His ability to turn nothing into something is what gets fans of Nylander excited about his game. And while the "often misunderstood" Nylander (as former teammate Zach Hyman described him) has critics wondering if he cares about winning, they need to look no further than the 2021 NHL Playoffs.

Although the Maple Leafs had an epic series collapse in the first round against the Canadiens, Nylander had his best playoffs yet, leading his team in both goals (5) and points (8).

When the Leafs got off to a slow a 2-4-1 start to this season and the team trailed 2-0 after the opening period to a then winless Chicago Blackhawks, it was Nylander who candidly shared what was said in the room to turn that game (and ultimately their season) around.
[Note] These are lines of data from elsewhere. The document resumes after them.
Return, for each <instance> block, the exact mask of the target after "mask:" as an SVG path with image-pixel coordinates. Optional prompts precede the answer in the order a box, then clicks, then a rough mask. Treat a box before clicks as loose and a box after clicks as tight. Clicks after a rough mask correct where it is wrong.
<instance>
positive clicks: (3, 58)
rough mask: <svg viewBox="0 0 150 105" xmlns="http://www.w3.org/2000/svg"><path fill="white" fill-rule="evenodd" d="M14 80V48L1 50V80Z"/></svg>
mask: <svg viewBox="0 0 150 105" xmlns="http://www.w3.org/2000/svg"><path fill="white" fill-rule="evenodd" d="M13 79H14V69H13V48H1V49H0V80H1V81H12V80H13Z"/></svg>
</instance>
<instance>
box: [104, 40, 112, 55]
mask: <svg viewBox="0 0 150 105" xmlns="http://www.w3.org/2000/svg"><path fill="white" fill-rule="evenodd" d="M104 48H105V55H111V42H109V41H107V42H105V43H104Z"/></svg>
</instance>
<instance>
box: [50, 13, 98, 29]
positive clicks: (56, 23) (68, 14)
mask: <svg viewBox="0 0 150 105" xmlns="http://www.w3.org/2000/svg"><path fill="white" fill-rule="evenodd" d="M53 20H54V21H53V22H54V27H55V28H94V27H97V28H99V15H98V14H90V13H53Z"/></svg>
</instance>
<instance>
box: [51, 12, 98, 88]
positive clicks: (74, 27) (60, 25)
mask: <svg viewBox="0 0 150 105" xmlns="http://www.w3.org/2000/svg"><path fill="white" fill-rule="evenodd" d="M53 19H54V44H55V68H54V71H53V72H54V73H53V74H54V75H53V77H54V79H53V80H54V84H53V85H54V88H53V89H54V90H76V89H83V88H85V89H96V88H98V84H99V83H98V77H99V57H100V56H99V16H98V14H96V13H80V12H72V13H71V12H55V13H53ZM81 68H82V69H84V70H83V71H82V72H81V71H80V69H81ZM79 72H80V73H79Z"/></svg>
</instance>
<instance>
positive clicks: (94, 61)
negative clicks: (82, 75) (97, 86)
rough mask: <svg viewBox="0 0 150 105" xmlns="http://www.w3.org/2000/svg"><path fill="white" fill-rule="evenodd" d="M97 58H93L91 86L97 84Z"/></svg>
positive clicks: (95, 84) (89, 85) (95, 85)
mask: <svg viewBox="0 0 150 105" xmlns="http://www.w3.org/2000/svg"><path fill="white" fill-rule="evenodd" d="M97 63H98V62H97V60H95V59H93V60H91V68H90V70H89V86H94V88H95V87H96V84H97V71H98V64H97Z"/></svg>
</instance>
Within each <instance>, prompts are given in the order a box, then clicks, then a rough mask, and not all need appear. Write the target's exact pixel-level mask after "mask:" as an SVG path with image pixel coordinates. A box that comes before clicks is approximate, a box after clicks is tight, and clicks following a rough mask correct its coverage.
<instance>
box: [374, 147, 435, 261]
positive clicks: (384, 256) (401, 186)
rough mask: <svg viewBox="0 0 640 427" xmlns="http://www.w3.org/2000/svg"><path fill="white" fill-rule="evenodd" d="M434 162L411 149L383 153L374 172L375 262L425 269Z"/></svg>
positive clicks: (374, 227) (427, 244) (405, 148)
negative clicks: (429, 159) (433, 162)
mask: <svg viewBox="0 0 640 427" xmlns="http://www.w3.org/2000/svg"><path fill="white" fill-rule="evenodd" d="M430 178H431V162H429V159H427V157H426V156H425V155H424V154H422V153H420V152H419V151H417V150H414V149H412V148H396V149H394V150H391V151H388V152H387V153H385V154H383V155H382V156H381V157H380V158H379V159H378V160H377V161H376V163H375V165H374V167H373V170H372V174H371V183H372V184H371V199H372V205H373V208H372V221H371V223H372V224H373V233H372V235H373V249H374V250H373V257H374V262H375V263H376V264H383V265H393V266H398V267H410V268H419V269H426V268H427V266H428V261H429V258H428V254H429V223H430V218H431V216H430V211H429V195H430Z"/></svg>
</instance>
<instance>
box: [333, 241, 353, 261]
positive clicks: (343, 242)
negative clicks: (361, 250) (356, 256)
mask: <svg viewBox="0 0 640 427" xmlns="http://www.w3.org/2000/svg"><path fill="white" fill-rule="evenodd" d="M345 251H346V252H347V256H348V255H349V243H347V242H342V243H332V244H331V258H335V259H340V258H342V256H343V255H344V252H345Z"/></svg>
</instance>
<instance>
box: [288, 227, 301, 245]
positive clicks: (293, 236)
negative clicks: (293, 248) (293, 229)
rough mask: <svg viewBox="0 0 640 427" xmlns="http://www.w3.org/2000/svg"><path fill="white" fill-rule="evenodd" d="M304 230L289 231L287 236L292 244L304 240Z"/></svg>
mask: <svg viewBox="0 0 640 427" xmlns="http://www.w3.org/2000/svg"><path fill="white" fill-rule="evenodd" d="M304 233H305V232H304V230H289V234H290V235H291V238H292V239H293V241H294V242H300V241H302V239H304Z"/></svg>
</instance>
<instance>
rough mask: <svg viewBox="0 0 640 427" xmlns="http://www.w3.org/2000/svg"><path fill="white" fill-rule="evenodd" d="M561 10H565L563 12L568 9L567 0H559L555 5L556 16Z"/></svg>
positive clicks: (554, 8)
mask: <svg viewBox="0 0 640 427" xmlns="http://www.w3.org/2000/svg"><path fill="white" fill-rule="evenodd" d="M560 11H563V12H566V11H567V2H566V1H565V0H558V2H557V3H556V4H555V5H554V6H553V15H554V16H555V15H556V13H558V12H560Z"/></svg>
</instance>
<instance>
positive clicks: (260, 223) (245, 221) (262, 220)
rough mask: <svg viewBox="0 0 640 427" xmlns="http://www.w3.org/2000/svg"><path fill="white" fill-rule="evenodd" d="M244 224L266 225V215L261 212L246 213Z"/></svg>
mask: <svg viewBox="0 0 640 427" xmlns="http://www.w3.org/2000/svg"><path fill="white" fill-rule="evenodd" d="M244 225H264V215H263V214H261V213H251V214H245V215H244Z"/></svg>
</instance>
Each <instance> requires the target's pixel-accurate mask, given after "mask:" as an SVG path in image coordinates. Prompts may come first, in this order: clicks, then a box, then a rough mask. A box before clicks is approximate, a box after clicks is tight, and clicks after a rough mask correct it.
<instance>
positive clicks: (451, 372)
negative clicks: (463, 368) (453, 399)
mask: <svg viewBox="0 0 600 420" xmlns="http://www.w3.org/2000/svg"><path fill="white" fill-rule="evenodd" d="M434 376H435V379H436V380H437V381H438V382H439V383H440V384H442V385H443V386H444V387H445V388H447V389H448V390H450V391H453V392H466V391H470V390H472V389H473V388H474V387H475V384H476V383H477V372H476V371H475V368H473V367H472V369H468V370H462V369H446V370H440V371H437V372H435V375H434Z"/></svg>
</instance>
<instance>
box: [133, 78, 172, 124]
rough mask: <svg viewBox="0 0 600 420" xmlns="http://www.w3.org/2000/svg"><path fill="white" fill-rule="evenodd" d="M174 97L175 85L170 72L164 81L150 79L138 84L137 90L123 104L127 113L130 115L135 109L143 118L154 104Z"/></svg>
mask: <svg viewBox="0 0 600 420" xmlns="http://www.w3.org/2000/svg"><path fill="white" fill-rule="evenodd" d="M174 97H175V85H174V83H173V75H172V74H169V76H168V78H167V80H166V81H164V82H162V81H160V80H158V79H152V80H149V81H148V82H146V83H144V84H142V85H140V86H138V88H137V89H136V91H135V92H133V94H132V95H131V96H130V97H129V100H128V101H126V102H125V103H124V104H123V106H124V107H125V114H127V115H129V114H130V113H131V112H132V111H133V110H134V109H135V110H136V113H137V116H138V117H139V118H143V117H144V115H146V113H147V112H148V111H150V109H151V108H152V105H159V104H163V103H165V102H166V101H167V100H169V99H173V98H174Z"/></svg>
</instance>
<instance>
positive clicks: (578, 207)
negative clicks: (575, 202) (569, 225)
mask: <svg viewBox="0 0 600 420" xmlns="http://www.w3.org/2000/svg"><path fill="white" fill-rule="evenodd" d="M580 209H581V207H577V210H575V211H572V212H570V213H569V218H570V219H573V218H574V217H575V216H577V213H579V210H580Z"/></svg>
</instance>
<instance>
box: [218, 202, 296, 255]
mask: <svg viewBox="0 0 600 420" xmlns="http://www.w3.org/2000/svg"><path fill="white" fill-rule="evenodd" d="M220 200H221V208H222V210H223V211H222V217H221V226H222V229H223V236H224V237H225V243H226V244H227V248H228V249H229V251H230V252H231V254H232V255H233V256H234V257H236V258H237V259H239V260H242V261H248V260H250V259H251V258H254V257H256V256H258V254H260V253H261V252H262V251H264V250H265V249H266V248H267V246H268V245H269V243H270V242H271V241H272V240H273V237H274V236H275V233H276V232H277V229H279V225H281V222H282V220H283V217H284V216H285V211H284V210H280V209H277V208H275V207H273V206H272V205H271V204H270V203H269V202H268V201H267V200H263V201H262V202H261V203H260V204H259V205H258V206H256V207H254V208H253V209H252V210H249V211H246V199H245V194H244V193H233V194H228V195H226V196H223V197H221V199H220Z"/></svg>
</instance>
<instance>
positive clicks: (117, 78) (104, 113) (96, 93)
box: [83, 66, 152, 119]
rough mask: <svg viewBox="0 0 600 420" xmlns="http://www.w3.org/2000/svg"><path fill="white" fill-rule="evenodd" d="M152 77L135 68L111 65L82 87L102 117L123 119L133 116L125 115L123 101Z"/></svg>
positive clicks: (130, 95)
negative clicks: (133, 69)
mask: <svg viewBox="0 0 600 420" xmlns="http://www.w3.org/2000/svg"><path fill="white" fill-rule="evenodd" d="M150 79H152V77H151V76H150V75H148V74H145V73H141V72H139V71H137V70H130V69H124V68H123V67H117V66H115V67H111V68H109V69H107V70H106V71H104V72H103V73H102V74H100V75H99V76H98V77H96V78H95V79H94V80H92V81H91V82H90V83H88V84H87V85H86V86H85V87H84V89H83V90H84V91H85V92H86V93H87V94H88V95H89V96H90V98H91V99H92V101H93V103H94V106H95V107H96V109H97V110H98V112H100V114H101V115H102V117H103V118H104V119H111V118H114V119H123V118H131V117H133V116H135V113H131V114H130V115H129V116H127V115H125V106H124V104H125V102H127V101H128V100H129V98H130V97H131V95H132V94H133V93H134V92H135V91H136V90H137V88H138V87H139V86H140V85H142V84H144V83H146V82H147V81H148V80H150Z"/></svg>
"Time to wake up. Like, stop feeling sorry for ourselves," Nylander said in October. "Nobody's going to get us out of this, it's only the guys in the locker room; That's the only way we're going to get out of this. So start."

It was Nylander at his most raw. He doesn't typically show a lot of emotion in those situations, but detailing the frustration was eye-opening.

Now he's been on a quest to become the most consistent version of himself. The ability to stay engaged in the game by playing in all facets of the game has helped.

"We've gotten more from him this season of that than previous, it's obviously been huge for us," Keefe said of Nylander. "He's gotten into the game in more ways than just offense and with greater consistency. I think it could continue to get better in the second half."

It's been beaten to death about how this season is a make-or-break year for the core for the Maple Leafs. Management bet high on Auston Matthews, Mitch Marner, Tavares and Nylander sticking together. There is an added pressure to see all four of those players take a jump in their game from year-to-year. 

For now, Nylander has answered the bell and should keep those who weigh heavily on the eye test pleased.

Of course, staying consistent over an 82-game season is where this will be tested. But as of right now, Nylander appears on his way to becoming the all-round player that both he and the team need him to be.

"Trying to get the consistency up has been a big factor for me this  year," Nylander said. "I want to keep building off that."